Polarity, patterning and fate specification during embryonic development

A 2025 Crick PhD project with Nate Goehring.

Arguably, the central challenge in developmental biology is to understand how the enormous diversity of cell form, fate, and function that is typical of multicellular organisms arises from a single fertilized egg. To address this challenge, we use the early embryo of the nematode C. elegans as a model as it provides a rich and highly tractable experimental playground for defining core principles in cell and developmental biology.

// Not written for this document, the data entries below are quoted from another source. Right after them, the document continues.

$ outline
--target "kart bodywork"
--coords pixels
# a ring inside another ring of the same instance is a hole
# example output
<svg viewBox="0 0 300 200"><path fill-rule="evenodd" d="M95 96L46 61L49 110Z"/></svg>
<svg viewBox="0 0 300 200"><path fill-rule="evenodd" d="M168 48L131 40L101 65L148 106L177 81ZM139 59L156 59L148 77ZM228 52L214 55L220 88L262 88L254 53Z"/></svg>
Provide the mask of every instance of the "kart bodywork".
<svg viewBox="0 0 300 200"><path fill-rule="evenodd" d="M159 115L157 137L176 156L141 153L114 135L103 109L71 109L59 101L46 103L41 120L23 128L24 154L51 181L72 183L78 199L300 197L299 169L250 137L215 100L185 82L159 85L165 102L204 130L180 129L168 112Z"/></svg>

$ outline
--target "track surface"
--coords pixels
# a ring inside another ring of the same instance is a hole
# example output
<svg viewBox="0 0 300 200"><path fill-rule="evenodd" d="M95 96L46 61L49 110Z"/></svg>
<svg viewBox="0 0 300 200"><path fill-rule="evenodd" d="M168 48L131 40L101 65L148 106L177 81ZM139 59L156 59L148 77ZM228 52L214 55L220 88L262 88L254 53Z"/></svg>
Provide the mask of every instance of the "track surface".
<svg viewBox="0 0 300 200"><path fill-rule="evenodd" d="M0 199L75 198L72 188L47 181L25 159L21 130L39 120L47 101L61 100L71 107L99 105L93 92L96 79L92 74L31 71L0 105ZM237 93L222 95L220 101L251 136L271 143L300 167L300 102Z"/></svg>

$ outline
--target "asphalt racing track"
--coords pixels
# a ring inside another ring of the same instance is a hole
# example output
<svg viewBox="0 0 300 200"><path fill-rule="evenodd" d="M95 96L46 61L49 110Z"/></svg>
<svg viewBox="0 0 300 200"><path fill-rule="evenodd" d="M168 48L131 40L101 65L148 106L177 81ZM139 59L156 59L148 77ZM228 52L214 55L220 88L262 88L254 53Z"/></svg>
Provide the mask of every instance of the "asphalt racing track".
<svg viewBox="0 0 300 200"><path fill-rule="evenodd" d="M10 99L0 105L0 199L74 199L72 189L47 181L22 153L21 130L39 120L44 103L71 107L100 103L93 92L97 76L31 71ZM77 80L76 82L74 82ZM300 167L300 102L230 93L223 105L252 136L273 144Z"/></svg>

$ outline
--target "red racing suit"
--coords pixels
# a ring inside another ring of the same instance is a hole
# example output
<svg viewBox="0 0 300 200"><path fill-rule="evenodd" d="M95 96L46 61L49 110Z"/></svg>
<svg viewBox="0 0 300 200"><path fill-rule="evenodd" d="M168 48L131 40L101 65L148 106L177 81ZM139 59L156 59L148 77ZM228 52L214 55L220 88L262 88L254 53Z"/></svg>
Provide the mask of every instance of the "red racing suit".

One common feature of embryonic development that is linked to specification of cell fate is asymmetric cell division – the process by which a single mother cell gives rise to daughter cells with distinct identities. Asymmetric divisions are common in stem cell-like lineages and turn out to be a defining feature of the early development of C. elegans.

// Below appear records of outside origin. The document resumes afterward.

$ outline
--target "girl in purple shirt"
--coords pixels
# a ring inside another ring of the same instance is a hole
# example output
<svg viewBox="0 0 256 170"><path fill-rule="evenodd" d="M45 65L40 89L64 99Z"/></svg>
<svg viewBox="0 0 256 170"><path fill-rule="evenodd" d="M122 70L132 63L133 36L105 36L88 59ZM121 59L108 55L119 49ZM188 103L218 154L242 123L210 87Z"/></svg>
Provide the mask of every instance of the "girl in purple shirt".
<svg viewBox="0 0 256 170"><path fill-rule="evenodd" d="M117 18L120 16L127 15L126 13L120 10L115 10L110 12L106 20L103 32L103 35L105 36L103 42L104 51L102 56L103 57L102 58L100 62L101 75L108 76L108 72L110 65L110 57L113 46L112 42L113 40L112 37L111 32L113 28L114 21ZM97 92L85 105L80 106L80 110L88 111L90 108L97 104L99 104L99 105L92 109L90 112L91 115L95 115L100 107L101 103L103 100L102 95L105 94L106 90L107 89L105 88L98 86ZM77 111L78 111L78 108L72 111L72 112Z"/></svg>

Beginning with the division of the fertilized egg (zygote), a series of asymmetric divisions specify the major developmental lineages that make up the adult tissues. During each of these cell divisions, the cell must first convert specific spatiotemporal cues into stable molecular asymmetries, a process referred to as cell polarization. The polarized cell must then ensure fate specifying molecules are differentially inherited by the two daughter cells where they can induce distinct developmental programmes.

Much of the work in the lab focusses on this process of cell polarization as specified by a set of proteins known as the PAR-titioning defective or PAR proteins. During asymmetric division, PAR proteins self-organise into opposing membrane-associated domains, which then serve as the key spatial regulators that direct division asymmetry.

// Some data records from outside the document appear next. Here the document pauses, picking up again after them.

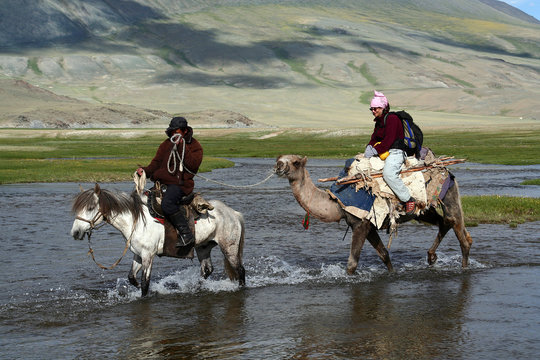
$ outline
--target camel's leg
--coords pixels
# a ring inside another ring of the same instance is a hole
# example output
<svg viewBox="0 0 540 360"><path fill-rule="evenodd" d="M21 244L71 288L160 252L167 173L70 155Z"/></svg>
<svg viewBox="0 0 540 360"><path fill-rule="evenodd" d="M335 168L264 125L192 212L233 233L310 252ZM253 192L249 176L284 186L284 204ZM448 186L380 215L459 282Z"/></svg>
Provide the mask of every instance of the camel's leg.
<svg viewBox="0 0 540 360"><path fill-rule="evenodd" d="M129 270L128 280L129 283L135 287L139 287L139 282L137 281L137 273L141 270L141 257L139 255L133 255L133 261L131 263L131 269Z"/></svg>
<svg viewBox="0 0 540 360"><path fill-rule="evenodd" d="M449 224L453 224L452 228L461 246L461 266L465 268L469 265L469 250L471 249L472 238L465 228L465 216L461 207L457 181L454 186L448 189L443 202L445 204L444 216Z"/></svg>
<svg viewBox="0 0 540 360"><path fill-rule="evenodd" d="M212 258L210 257L210 252L214 246L216 246L216 243L209 241L195 248L197 259L199 259L199 263L201 264L201 276L205 279L214 272L214 265L212 265Z"/></svg>
<svg viewBox="0 0 540 360"><path fill-rule="evenodd" d="M150 275L152 274L152 263L154 261L153 256L143 258L142 261L142 275L141 275L141 294L142 296L148 295L148 289L150 288Z"/></svg>
<svg viewBox="0 0 540 360"><path fill-rule="evenodd" d="M451 225L445 224L444 221L439 222L439 232L437 233L437 236L435 237L435 241L433 241L433 245L428 250L428 264L433 265L437 261L437 248L441 244L442 239L452 228Z"/></svg>
<svg viewBox="0 0 540 360"><path fill-rule="evenodd" d="M388 254L388 250L386 250L386 247L384 246L375 226L371 225L367 239L371 246L375 248L375 251L377 251L377 254L388 268L388 271L394 271L392 262L390 261L390 254Z"/></svg>
<svg viewBox="0 0 540 360"><path fill-rule="evenodd" d="M469 265L469 250L472 245L471 234L465 229L465 224L463 224L463 222L454 225L454 233L461 246L461 266L465 268Z"/></svg>
<svg viewBox="0 0 540 360"><path fill-rule="evenodd" d="M353 234L351 241L351 253L349 254L349 260L347 261L347 274L352 275L358 267L358 259L360 259L360 252L366 241L366 236L369 232L371 224L369 221L362 221L353 226Z"/></svg>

Projects in the lab generally centre around (but are not limited to) two core themes:

1. Elucidating design principles underlying self-organization of PAR proteins into patterns – What are the relevant network feedback circuits, how do they emerge from underlying molecular behaviours (oligomerization, kinase-substrate interactions, membrane association), and how do they drive the emergence of stable patterns? [e.g. 1-2]
2. Integrating polarity into developmental programmes – How does the polarity network integrate information from developmental cues? How do considerations of time (cell cycle, developmental stage) and space (cell size/shape) impact polarity? How is polarity “read out” robustly by downstream processes to allow cells to make robust decisions? [e.g. 3-5]

To address these questions, we take an interdisciplinary approach that spans disciplines and scales of analysis, often moving between in vivo, in vitro and computational studies. This approach is aided by the reproducibility of early C. elegans development and as well as its amenability to quantitative perturbation and imaging techniques. This approach lets us link processes occurring at various scales from molecule to system and thereby identify core design principles of how these networks operate.

Note that this project description illustrates the types of questions that occupy us in the lab. Projects will be developed together with the supervisor, taking into account the student’s background and scientific interests.

Candidate background

We are looking for a motivated student to tackle these fundamental questions within a multidisciplinary environment. There is substantial freedom to tailor the research project to the interests and aptitude of the student. This project potentially involves a broad range of techniques including confocal/light-sheet/TIRF/super-resolution microscopy, quantitative image analysis, single particle tracking, optogenetics, RNAi, CRISPR, biochemistry, quantitative proteomics, chemical biology, and/or computational modelling. Hence, a variety of backgrounds will be considered (e.g. physics, biology, biochemistry). Passion for curiosity-driven research and willingness to embrace an interdisciplinary team effort will be essential. We consider the PhD as primarily an opportunity for students to develop into confident, independent scientists and thus students will be expected to show leadership in developing and managing their research projects.